In many patients with cancer, these CTLA-4 and PD-1 pathways shut down anti-tumor immune activity. Without immune surveillance, the tumors grow and spread. This meant that our early attempts to activate the immune system were like trying to drive a car with the brake pedal pressed to the floor. No matter how we tried, or stepped on the gas, the brakes thwarted any progress.
But Allison and Honjo’s research led to the development of a new type of drug: monoclonal antibodies that block the regulatory pathways controlled by CTLA-4 and PD-1. These drugs, called immune checkpoint inhibitors, basically attach to the CTLA-4 and PD-1 proteins and prevent them from switching off the T-cells. These new antibody-drugs have led to dramatic tumor regressions. The results are so impressive that the FDA has approved their use for a variety of advanced cancers such as: metastatic melanoma, lung cancer, kidney cancer, bladder cancer, head and neck cancers, and other tumors.
A new arsenal of checkpoint inhibitor drugs
The excitement surrounding cancer immunotherapy is due, in no small part, to the fact that these new medicines are revolutionizing how we treat advanced malignancies in which chemotherapy, surgery and radiation have failed. Furthermore, cancer immunotherapy has already become the preferred first option treatment for some cases of metastastic melanoma, the deadliest form of skin cancer. It is currently being evaluated as the first line option over traditional chemotherapy in other cancers.
CTLA-4 and PD-1 represent only the first two well-characterized immune checkpoints among an expanding list of targets that have been identified on immune cells and are believed important for modulating T-cell tumor fighting.
There are more than a dozen immune checkpoint inhibitors that have already entered clinical development and there are endless possibilities for combining these new inhibitors with those that have already been shown to improve clinical responses in treated patients.
The risks of unleashing the immune system
Although immune therapy is a breakthrough, it is not without risks to the patient. Taking the brakes off of the immune system can trigger undesirable and in some cases deadly consequences for patients treated with drugs. The killing power of the immune system is tightly regulated to protect normal cells from attacks that can damage critical tissues. Removing the brakes with immune checkpoint inhibitors can cause damaging inflammation in the skin, gut, heart, lungs and other vital organs. These risks can add up when these potent inhibitors are combined. And, the long-term side effects of immune checkpoint inhibition are not fully understood.

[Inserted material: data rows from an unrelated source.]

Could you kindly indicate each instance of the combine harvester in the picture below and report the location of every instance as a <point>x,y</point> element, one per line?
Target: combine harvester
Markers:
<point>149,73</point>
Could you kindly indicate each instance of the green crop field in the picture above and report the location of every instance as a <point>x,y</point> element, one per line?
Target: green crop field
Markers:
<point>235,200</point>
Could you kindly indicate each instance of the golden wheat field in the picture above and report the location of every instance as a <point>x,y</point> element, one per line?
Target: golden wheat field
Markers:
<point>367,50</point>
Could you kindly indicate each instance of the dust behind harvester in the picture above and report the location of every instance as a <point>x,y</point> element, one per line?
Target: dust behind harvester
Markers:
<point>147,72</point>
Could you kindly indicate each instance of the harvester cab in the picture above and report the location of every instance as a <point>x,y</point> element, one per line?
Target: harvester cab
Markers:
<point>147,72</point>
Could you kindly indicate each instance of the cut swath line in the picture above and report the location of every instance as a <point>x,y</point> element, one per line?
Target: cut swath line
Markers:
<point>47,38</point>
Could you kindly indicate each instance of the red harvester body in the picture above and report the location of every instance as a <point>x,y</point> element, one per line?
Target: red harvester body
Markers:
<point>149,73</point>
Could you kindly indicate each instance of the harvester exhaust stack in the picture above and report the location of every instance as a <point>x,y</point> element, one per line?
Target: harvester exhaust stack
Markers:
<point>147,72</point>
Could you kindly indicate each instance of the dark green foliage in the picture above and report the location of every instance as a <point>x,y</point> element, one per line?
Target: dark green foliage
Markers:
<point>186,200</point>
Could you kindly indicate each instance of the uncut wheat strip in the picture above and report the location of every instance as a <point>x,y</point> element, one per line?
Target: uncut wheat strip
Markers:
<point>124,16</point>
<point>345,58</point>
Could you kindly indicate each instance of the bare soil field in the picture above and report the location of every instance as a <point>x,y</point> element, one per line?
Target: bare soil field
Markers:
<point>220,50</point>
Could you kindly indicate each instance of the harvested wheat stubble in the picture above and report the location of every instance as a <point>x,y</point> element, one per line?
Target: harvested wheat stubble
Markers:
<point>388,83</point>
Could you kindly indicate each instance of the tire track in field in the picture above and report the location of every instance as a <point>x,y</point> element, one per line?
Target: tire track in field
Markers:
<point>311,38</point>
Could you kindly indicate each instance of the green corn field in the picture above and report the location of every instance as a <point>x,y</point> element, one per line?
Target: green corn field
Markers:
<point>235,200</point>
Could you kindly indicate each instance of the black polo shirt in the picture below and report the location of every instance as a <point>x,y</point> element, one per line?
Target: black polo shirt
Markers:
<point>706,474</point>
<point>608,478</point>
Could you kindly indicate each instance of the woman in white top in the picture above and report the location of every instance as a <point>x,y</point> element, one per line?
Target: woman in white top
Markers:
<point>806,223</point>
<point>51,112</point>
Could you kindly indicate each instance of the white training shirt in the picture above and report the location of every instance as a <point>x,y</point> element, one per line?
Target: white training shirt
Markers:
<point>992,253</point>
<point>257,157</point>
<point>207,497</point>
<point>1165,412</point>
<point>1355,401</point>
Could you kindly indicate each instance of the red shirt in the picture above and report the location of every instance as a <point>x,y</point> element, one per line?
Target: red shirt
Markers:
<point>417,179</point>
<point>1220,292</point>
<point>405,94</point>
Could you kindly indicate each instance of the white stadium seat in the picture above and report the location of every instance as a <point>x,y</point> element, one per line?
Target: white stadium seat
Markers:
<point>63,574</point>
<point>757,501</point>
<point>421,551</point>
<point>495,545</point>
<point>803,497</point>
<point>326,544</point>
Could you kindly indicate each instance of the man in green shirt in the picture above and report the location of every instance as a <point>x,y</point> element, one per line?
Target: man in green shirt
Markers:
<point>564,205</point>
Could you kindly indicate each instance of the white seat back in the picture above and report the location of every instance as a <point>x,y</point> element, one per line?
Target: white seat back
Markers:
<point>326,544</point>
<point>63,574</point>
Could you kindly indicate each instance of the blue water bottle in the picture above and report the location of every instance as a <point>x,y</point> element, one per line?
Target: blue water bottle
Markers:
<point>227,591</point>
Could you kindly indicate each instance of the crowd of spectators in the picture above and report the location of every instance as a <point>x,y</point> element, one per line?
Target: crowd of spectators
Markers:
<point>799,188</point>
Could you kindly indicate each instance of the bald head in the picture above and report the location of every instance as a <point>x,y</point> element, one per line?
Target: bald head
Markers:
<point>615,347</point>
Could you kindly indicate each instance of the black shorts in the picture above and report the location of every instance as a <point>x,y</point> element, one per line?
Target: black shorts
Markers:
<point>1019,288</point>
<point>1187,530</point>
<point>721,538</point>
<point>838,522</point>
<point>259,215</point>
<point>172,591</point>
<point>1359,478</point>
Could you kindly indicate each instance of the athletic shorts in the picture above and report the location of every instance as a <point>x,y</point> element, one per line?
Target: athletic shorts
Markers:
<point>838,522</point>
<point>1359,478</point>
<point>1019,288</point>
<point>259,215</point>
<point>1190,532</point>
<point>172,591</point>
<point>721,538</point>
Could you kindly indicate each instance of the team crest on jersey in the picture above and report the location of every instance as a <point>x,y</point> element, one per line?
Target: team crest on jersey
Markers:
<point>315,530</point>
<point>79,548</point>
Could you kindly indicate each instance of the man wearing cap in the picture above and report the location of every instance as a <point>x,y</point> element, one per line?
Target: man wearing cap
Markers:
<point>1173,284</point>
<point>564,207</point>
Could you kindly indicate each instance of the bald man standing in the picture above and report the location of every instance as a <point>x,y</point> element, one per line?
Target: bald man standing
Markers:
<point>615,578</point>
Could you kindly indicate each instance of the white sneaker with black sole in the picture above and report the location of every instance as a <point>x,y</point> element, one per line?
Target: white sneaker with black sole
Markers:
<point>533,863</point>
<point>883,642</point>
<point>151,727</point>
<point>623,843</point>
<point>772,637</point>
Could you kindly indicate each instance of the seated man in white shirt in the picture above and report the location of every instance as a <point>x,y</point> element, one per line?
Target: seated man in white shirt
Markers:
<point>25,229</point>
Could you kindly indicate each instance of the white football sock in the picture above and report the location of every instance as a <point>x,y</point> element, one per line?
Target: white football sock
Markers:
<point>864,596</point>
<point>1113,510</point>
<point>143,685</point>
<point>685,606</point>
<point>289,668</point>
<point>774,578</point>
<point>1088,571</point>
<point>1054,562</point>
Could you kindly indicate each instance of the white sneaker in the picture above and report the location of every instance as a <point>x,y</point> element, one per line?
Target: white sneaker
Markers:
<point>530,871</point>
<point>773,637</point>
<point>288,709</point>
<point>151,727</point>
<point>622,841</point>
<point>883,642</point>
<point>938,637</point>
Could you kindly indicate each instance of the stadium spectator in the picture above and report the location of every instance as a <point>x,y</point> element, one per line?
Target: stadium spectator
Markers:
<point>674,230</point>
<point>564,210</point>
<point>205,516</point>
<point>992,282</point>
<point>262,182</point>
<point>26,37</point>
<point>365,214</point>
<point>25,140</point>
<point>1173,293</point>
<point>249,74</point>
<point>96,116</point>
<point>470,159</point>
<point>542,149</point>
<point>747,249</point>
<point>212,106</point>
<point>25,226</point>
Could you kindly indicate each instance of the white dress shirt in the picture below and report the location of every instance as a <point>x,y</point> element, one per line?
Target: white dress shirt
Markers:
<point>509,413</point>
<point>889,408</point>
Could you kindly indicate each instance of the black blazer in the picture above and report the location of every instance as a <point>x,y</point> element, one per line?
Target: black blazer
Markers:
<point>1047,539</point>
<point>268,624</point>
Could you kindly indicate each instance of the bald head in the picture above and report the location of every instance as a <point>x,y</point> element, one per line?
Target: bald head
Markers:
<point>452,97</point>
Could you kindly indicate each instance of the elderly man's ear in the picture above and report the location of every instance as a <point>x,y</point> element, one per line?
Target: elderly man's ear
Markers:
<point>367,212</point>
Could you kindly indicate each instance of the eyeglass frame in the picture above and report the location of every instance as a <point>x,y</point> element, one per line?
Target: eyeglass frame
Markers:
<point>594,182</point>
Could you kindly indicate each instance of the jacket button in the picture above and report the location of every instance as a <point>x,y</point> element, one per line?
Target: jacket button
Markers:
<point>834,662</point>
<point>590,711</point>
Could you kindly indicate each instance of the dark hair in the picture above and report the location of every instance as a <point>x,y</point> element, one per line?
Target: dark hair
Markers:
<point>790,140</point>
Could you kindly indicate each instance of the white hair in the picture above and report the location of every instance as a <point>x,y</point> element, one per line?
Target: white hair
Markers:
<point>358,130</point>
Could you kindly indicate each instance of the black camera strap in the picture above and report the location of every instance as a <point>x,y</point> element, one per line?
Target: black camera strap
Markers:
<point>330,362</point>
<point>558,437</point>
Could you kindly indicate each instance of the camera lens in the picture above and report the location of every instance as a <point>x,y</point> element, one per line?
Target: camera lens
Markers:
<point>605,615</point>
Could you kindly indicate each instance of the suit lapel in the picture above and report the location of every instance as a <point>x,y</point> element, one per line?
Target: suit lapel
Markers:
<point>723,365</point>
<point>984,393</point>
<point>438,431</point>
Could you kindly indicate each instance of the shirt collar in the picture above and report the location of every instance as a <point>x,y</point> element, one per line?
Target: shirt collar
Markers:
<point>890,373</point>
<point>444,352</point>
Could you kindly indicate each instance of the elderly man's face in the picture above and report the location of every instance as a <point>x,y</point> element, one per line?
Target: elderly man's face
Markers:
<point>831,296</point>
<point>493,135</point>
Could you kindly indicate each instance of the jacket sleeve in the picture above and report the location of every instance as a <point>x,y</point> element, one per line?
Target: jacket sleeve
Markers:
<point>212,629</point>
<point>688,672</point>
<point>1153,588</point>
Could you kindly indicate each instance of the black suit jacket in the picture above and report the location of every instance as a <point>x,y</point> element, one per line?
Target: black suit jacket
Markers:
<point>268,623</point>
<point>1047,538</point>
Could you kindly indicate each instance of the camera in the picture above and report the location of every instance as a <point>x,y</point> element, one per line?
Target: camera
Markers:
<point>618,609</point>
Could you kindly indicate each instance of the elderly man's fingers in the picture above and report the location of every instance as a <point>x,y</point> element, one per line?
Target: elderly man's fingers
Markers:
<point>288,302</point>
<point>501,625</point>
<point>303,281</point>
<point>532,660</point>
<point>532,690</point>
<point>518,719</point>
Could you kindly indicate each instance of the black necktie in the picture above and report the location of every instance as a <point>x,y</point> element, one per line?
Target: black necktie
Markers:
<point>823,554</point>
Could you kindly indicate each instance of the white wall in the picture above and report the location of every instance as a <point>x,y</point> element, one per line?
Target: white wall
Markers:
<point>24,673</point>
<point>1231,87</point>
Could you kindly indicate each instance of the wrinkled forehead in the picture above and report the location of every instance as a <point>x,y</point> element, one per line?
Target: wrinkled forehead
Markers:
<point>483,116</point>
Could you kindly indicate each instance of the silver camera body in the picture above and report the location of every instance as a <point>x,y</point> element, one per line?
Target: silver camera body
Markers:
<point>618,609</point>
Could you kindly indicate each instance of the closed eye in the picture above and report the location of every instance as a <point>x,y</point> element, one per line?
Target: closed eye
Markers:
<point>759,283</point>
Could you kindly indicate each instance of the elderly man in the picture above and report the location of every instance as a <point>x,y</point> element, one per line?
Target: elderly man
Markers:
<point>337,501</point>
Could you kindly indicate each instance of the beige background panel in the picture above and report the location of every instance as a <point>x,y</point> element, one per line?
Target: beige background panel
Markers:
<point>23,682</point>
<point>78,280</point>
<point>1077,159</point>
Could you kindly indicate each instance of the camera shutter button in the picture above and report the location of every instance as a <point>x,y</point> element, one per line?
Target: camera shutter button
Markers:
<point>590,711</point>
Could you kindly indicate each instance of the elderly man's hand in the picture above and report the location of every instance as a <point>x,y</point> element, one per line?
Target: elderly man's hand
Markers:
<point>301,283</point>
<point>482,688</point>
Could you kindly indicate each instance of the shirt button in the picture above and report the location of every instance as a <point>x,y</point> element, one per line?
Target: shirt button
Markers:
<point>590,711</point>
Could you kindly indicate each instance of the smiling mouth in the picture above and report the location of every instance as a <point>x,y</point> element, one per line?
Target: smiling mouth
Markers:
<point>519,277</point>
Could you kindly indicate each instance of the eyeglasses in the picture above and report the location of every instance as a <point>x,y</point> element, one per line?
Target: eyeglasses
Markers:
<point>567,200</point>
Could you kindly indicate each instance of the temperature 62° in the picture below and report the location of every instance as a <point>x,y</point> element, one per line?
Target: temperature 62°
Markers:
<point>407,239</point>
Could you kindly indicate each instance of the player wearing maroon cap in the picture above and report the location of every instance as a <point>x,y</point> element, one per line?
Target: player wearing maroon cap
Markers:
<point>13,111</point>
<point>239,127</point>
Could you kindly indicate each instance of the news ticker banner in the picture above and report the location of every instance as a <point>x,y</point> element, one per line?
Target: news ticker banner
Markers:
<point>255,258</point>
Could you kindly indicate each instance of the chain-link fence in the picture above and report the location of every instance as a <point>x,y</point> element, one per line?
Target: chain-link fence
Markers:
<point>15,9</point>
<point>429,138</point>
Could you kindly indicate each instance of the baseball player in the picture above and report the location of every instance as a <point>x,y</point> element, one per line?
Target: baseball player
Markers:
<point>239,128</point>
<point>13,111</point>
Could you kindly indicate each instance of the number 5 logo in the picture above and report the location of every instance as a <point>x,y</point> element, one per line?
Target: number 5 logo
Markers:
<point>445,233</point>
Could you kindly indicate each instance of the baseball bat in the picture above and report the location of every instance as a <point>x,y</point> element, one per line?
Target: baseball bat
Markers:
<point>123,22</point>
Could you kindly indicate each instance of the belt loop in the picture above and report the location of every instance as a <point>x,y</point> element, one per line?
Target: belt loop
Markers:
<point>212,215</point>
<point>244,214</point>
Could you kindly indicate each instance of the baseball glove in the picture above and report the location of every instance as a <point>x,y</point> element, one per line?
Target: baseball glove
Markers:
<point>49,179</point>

While the clinical responses to these treatments can be dramatic, long-term tumor regressions are achieved only in a minority (usually less than 20 to 30 percent depending on the tumor type) of treated patients. Also, the use of the PD-1 and CTLA-4 checkpoint inhibitors has not proven effective against all tumor types. In our ownstudies of malignant brain tumors, my colleagues and I have identified unique properties that make them resistant to immunotherapy and have begun to identify strategies for overcoming this treatment resistance.
Thus, we have much still to learn and significant room for improvement in order to maximize the benefits immunotherapy for all patients. Nonetheless, we have definitively entered a new era of clinical medicine with an accelerated progress in oncology treatments.
More than one in three individuals will be diagnosed with cancer during their lifetime. Despite our continued advances in cancer prevention and early detection, a significant proportion of these individuals will be faced with advanced disease. With continued rapid progress building on Allison’s and Honjo’s pioneering discoveries, it is increasingly likely that a patient’s own immune system will prove the most effective strategy and final defense against an advancing and relentless malignancy.